During the lockdown, PM2.5 and PM10 concentrations increased, indicating worsened air quality. Mean PM2.5 rose from 9.28 µg/m3 to 9.94 µg/m3, and mean PM10 from 21.69 µg/m3 to 23.81 µg/m3. Both changes were statistically significant (p = 0.008 and 0.017), suggesting factors beyond random chance influenced the increases.
Conversely, NO2 and SO2 concentrations decreased during the lockdown, signifying improved air quality for these pollutants. Mean NO2 dropped from 14.99 ppb to 13.12 ppb, and mean SO2 decreased from 1.73 ppb to 0.38 ppb. Both changes were statistically significant (p = 0.000), indicating real improvement.

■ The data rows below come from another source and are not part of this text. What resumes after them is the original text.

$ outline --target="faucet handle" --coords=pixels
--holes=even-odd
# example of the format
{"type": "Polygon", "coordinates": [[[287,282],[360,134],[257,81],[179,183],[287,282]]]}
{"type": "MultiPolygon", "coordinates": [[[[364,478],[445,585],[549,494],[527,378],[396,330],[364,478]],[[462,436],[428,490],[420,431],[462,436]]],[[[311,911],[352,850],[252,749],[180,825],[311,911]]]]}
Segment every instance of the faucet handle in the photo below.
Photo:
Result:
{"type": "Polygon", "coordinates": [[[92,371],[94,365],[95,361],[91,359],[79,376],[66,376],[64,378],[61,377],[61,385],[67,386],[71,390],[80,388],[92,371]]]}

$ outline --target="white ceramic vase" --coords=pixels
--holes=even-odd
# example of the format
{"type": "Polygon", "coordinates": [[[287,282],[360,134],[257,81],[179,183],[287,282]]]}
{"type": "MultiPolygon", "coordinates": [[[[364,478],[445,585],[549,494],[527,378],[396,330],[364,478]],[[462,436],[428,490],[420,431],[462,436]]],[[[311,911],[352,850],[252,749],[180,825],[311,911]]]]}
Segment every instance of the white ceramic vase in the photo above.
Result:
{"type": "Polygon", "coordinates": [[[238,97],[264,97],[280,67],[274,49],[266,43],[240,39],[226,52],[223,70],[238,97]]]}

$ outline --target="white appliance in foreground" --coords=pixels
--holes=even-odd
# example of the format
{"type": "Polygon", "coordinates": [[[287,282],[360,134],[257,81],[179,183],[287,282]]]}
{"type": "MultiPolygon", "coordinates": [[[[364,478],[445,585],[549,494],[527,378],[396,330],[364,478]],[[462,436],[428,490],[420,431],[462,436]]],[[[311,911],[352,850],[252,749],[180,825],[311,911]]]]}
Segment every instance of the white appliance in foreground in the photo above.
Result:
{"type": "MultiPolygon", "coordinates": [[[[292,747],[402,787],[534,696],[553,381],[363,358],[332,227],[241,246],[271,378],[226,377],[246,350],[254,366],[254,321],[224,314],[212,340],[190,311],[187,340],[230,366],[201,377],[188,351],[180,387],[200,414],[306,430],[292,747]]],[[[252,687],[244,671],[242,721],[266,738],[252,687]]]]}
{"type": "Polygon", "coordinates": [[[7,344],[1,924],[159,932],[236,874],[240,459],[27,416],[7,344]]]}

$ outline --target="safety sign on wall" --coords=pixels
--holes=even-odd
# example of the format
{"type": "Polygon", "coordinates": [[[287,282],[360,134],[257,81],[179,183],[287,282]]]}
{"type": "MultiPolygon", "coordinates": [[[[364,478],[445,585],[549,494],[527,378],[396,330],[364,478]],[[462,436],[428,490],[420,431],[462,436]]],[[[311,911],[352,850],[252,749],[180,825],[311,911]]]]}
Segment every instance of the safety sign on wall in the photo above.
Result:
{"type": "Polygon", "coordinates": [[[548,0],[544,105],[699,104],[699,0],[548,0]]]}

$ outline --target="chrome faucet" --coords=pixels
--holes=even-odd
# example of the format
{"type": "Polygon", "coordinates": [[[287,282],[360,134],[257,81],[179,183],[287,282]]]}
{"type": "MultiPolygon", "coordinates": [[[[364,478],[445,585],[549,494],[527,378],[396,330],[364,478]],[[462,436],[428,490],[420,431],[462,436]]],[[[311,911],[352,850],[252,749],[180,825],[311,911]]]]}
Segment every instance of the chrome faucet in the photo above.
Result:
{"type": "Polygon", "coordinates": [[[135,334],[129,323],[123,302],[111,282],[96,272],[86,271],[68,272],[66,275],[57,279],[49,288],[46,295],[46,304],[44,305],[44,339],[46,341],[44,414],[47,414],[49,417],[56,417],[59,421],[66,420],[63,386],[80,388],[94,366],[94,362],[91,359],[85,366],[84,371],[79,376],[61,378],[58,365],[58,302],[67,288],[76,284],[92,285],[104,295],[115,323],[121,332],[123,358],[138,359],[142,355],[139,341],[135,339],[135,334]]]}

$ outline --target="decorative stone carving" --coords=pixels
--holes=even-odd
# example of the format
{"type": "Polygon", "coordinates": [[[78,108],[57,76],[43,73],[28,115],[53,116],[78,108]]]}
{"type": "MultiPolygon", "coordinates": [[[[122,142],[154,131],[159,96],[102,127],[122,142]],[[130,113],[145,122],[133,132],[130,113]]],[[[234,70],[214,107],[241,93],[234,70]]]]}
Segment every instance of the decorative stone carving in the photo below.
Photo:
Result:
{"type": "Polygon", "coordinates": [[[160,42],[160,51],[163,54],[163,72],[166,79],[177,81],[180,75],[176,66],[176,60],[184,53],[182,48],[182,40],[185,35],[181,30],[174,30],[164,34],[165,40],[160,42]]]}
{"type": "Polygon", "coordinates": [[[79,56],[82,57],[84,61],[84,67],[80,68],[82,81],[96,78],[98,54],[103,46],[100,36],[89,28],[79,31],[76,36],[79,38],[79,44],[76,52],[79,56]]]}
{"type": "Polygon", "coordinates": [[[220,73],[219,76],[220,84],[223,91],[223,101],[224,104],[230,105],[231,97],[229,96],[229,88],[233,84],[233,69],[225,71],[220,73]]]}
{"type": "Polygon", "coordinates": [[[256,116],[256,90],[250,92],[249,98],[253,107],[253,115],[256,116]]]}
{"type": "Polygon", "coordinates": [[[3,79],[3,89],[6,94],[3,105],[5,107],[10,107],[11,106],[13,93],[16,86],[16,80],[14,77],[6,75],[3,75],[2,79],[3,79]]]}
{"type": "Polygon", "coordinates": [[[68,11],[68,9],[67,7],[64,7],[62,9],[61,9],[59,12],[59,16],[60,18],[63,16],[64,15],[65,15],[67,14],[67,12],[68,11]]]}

Changes in CO and O3 concentrations were not statistically significant, indicating no significant air quality changes for these pollutants during the lockdown.
These key findings suggest that the air quality in Miami, Florida, did not universally improve during the lockdown, unlike what we might expect.
4.4 Discussion#
Critically discuss your hypthesis testing results here.
Instruction:
Discuss p-values showing understanding of the statistical method used
Explain expected and unexpected results with references to relevant studies
Discuss analysis limitations and suggest areas for further analysis to enhance understanding
Ensure a well-organized, coherent response within 150-300 words
Use appropriate citations to support arguments
The learning objective of this question is to help you to enhance your critical thinking in data analysis, use of references to support your arguments, and clarity in presenting findings. This shall help you to prepare for your final project.
While the air quality for some pollutants did not improve, the levels remained within acceptable limits, suggesting that Miami’s air quality was already relatively good prior to the lockdown, limiting the potential for further improvements. The reasons for the varying pollutant levels during the lockdown could be multifaceted:
Increased PM2.5 and PM10 may be due factors unaffected by lockdown such as construction activities, meteorological factors, dust, biomass burning, or sea spray (benchari et al. 2021; Hassan et al., 2022).
Decreased NO2 and SO2 could result from reduced vehicular emissions, industrial activities, and shipping (Otmani et al., 2020).
Unchanged CO levels may reflect an offset between reduced vehicular emissions and increased industrial/commercial emissions.
Unchanged O3 levels could be due to lower NO2 and precursors offsetting meteorological conditions such as higher temperatures and sunlight (Vanvir et al., 2021).
Without specific local data, pinpointing the exact causes is challenging. While the data suggests no improvement in PM2.5 and PM10 levels, further analysis with local information is needed to understand the complex interplay between human activities, meteorological conditions, and air quality.